What to ignore: - Don’t waste time animating your charts. It rarely adds value, and Pitch’s animations are simple anyway. - Avoid dense data tables unless someone specifically asks for them. Use visuals to highlight, not overwhelm.

Pro tip:
Use “highlight” colors sparingly—draw attention to the one number or trend that matters, not everything.


Step 5: Making Your Slides Tell a Story

Charts are only as good as what they show. Don’t just drop in a chart and call it a day—help your audience get the point.

How to do it: - Add clear titles: “Q1 Sales Over Time” beats “Chart 1.” - Include a one-sentence takeaway: Below the chart, sum it up: “Sales spiked after the product relaunch.” - Use callouts or arrows: Pitch lets you add shapes or text—use them to highlight what matters. - Keep slides focused: One key metric or insight per slide. Don’t cram in everything you have, or people will tune out.

What to ignore: - Don't add background images or wild slide transitions. They distract, and nobody’s impressed.


Step 6: Updating and Maintaining Your Data

Sales data changes. Don’t build slides you can’t update.

Best practices: - Keep your source files organized: Use clear filenames and folders, especially if you’ll report monthly. - Replace data, don’t rebuild: In Pitch, you can swap out the data in a chart. No need to start from scratch every time. - Version control: If your company uses Google Drive, Dropbox, or similar, save old versions. Nothing’s worse than someone asking, “What were the numbers last quarter?” and you’ve already overwritten them.

What to ignore: - Don’t rely on live data integrations (yet). As of now, Pitch doesn’t support real live data feeds for sales data. If that changes, great—but for now, uploading updated files is the way.


Step 7: Sharing and Presenting

Once your slides are ready, Pitch does make it easy to share.

Options: - Share a link: Anyone with the link can view, and you can control who can edit. - Download as PDF or PowerPoint: Good for sending to execs who won’t open a Pitch link. - Present directly: Pitch’s presenter mode is simple—no bells and whistles, but reliable.

What to watch out for: - If you’ve embedded charts with data, double-check permissions.

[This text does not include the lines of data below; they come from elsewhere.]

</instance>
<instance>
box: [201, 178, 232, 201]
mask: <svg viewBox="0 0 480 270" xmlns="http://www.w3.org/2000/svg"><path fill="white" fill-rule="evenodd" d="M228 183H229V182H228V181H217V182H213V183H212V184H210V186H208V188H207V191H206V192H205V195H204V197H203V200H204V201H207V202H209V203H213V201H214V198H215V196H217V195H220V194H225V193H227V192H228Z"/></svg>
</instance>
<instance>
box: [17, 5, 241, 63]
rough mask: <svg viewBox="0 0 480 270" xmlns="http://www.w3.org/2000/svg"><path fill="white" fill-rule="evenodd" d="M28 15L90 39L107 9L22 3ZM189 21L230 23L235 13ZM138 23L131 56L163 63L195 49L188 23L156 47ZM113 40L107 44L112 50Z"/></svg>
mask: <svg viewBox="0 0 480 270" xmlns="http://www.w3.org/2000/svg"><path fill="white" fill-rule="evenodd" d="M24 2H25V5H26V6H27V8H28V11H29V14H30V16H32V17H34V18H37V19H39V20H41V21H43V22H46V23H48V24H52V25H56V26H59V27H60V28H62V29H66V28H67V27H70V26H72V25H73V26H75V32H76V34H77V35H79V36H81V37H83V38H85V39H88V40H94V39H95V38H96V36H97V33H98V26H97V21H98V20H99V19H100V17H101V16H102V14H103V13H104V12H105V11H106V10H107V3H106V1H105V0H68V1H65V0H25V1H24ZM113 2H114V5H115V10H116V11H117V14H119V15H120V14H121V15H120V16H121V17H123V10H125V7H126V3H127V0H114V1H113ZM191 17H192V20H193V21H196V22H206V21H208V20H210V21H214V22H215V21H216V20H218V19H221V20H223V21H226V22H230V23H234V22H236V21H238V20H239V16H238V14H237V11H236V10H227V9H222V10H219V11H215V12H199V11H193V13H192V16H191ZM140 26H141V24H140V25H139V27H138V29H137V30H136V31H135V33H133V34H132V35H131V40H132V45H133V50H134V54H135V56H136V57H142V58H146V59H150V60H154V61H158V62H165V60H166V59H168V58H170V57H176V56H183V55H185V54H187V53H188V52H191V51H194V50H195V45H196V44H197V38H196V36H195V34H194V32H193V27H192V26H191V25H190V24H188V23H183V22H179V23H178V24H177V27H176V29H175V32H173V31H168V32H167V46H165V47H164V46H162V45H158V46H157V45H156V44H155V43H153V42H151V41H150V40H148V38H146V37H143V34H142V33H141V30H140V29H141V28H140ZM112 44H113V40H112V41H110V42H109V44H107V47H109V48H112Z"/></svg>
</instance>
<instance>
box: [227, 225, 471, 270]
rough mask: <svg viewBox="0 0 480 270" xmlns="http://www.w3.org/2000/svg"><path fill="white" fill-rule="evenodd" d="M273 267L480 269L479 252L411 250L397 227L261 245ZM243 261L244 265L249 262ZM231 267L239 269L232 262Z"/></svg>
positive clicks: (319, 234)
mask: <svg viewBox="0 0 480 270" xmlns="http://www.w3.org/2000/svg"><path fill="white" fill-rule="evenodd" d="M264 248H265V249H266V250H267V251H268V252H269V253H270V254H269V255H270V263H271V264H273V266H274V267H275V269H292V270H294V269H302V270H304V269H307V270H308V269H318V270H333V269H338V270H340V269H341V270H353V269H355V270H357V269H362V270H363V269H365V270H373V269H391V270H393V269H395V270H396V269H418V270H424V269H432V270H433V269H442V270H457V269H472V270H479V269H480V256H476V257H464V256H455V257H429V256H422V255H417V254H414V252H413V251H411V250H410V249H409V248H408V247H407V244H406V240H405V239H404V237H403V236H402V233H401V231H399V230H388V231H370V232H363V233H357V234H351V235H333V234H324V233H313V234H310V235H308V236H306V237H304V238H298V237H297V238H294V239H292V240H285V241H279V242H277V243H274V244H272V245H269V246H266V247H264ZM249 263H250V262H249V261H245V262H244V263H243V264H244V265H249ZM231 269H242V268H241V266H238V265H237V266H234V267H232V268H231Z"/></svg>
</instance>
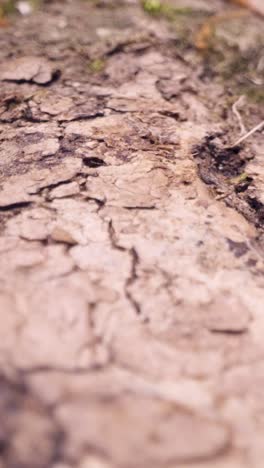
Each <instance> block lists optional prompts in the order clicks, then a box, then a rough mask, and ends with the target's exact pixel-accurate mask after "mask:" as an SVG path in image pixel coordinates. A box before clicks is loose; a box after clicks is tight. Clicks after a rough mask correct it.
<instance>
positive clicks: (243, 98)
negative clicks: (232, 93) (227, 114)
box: [232, 95, 247, 135]
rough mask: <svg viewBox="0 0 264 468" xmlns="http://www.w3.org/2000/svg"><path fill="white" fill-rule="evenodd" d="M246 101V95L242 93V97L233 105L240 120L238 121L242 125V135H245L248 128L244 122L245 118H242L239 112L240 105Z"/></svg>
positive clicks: (243, 103) (246, 131)
mask: <svg viewBox="0 0 264 468" xmlns="http://www.w3.org/2000/svg"><path fill="white" fill-rule="evenodd" d="M244 103H245V96H244V95H242V96H240V98H239V99H238V100H237V101H236V102H234V104H233V106H232V111H233V114H234V115H235V116H236V118H237V120H238V123H239V127H240V135H244V134H245V133H246V132H247V130H246V127H245V125H244V123H243V120H242V117H241V115H240V113H239V110H238V107H240V106H242V105H243V104H244Z"/></svg>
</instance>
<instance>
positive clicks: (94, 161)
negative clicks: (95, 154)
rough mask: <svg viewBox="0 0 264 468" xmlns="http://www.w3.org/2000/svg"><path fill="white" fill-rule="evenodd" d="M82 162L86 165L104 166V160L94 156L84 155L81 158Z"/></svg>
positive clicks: (97, 166) (93, 166)
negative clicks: (82, 156)
mask: <svg viewBox="0 0 264 468" xmlns="http://www.w3.org/2000/svg"><path fill="white" fill-rule="evenodd" d="M83 164H85V166H88V167H100V166H105V165H106V164H105V162H104V161H103V159H100V158H96V157H86V158H83Z"/></svg>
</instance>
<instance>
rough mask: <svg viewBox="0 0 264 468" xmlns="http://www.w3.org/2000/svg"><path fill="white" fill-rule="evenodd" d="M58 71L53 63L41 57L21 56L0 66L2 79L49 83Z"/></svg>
mask: <svg viewBox="0 0 264 468" xmlns="http://www.w3.org/2000/svg"><path fill="white" fill-rule="evenodd" d="M56 73H57V71H56V70H55V69H54V68H53V66H52V65H51V63H50V62H49V61H48V60H46V59H44V58H41V57H21V58H18V59H14V60H10V61H8V62H5V63H4V64H3V65H2V66H1V68H0V80H1V81H15V82H23V81H28V82H33V83H36V84H40V85H43V84H48V83H50V82H51V81H52V80H53V78H54V77H55V75H56Z"/></svg>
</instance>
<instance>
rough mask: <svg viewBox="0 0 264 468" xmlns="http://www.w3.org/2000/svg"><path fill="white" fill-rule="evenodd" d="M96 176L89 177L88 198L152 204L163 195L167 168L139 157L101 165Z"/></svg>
mask: <svg viewBox="0 0 264 468" xmlns="http://www.w3.org/2000/svg"><path fill="white" fill-rule="evenodd" d="M98 174H99V177H88V180H87V184H86V189H87V193H88V195H89V196H90V197H92V198H95V199H98V200H101V201H107V203H109V204H111V205H113V206H114V205H115V206H123V207H151V206H153V204H154V203H155V201H157V200H158V199H159V198H160V197H162V196H164V195H166V190H167V187H168V185H169V177H168V171H166V170H162V169H161V168H160V167H155V165H154V163H153V162H152V161H148V160H145V161H144V160H139V161H135V162H132V163H129V164H125V165H122V166H102V167H101V168H100V169H98Z"/></svg>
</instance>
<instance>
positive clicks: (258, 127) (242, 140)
mask: <svg viewBox="0 0 264 468" xmlns="http://www.w3.org/2000/svg"><path fill="white" fill-rule="evenodd" d="M263 127H264V120H262V122H260V123H259V124H258V125H256V127H254V128H252V130H250V131H249V132H248V133H246V135H243V136H242V137H241V138H239V139H238V140H237V141H236V142H235V143H234V144H233V145H232V147H234V146H238V145H240V143H242V141H244V140H246V139H247V138H249V137H250V136H251V135H253V134H254V133H256V132H257V131H258V130H262V128H263Z"/></svg>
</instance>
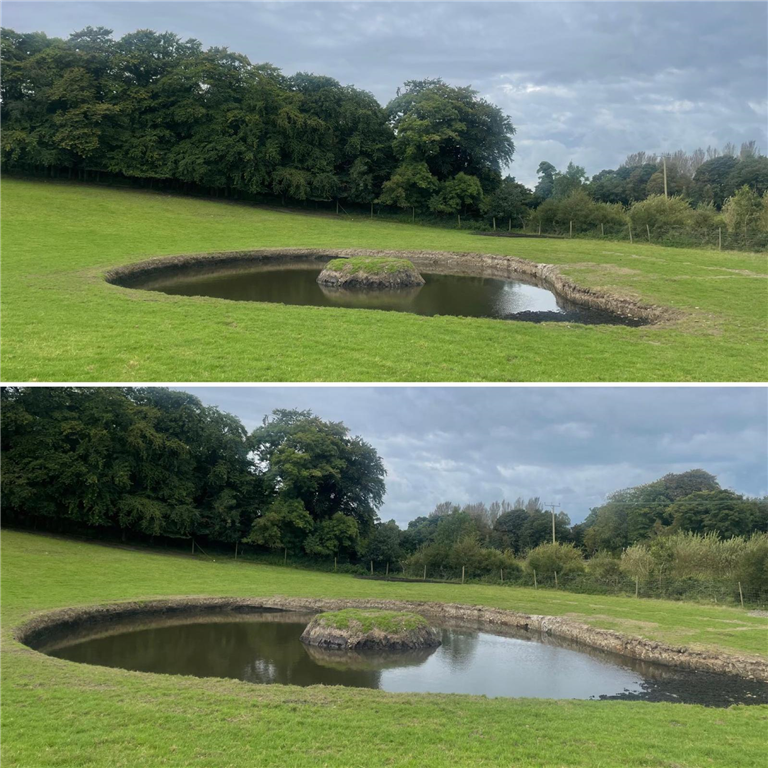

You don’t want the wrong people seeing sensitive sales figures. - Pitch’s export sometimes flattens charts—check that everything looks right in the exported file, especially if you’re sending to a client.


Common Pitfalls (And How to Dodge Them)

1. Numbers don’t match up:
Check for hidden columns, filtered data, or accidental rounding. Always do a quick “sanity check” on your chart totals.

2. Chart formatting gone weird:
If you’re copying data from a weirdly-formatted sheet, expect issues. Clean it up before importing.

3. Too much data in one chart:
If your chart has more than 6–8 data columns, it’s probably too much. Break it up or use summary metrics.

4. Non-numeric data in numeric columns:
Things like “N/A” or “—” in a sales column can throw off Pitch’s chart engine. Replace missing values with zeros or blanks.


Wrapping Up

Clean data, clear visuals, and a focused story—that’s the whole game. Don’t get sucked into endless formatting or chasing the latest chart trend. The best sales decks are simple, honest, and easy to update. Start small, improve over time, and remember: nobody ever asked for a more complicated chart.

Now go make those numbers work for you.